Achieving the optimal balance of 5-HTP and l-tyrosine is an important practical consideration since taking 5-HTP alone or in a dosage that is unbalanced with l-tyrosone, may result in depletion of dopamine. As dopamine is the precursor of norepinephrine, which in turn, is the precursor of epinephrine, depletion of l-tyrosine may result in reduced synthesis of all 3 neurotransmitters. The cascade depletion effect caused by inadequate or imbalanced amino acid precursors may result in worsening of depressive mood symptoms, increased risk of adverse effects and reduction in synthesis of neurotransmitters that complement one another to achieve optimal mood regulation.

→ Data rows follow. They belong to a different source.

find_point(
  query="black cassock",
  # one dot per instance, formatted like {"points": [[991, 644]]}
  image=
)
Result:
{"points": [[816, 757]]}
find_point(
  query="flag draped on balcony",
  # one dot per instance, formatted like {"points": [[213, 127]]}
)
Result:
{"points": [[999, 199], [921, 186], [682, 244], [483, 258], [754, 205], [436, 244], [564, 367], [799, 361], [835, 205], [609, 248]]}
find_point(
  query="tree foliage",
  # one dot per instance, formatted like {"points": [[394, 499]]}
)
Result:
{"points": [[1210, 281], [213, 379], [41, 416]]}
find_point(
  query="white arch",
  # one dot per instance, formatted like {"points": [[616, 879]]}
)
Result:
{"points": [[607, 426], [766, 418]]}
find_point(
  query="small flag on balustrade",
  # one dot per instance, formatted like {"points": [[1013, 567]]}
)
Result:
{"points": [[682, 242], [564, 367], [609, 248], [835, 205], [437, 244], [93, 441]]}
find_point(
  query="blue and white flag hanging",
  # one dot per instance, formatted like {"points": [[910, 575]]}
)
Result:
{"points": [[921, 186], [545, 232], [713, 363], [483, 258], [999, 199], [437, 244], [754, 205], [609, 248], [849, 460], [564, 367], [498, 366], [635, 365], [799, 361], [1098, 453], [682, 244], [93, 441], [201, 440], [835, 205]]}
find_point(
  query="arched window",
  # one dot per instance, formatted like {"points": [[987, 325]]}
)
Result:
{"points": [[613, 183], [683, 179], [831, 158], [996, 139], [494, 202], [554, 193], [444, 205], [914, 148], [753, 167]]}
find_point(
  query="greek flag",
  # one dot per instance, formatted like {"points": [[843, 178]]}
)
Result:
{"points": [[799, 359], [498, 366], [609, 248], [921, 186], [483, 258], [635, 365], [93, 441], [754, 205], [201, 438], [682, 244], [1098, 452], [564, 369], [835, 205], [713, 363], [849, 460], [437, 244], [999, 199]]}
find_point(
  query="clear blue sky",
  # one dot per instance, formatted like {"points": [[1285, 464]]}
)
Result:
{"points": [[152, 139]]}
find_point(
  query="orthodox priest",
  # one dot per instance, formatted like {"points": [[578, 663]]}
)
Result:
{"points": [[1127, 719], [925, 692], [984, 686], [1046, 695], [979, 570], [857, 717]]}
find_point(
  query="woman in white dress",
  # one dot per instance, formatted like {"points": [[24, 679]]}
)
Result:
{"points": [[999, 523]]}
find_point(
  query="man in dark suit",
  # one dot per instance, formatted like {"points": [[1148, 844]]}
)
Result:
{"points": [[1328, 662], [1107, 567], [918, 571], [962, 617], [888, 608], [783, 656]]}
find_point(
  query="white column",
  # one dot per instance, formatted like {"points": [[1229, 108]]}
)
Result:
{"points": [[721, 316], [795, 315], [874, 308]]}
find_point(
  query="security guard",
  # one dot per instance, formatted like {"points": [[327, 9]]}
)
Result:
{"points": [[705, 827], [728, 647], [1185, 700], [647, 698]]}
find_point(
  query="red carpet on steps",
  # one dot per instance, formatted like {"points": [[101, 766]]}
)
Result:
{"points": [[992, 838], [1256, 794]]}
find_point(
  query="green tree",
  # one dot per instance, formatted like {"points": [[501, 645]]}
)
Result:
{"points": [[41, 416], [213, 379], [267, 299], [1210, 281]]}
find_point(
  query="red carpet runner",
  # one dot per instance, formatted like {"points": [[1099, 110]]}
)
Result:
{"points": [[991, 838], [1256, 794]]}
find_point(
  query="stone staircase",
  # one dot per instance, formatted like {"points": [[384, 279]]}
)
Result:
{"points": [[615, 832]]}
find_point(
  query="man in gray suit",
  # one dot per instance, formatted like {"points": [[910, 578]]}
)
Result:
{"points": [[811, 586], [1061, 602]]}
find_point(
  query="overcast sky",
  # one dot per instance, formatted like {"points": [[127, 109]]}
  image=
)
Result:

Emerging research findings support that amino acid supplementation may be a safe and effective treatment of depressed mood. To date, most human clinical trials have investigated single amino acids such as 5-HTP or l-tyrosine, and have not examined complex relationships between 5-HTP and l-tyrosine or other amino acids that may play important roles in synthesis of neurotransmitters involved in mood regulation. A balanced approach to amino acid supplementation with 5-HTP and l-tyrosine, the essential precursors of serotonin and dopamine, may provide an important integrative strategy for management of depressed mood. Achieving optimal antidepressant response using this approach involves finding the optimal balance of amino acids. Large placebo-controlled studies conducted by independent researchers are needed to elucidate complex relationships between amino acid precursors and neurotransmitters involved in mood regulation, and to determine practical, safe strategies for amino acid supplementation for management of depressed mood and possibly other psychiatric disorders.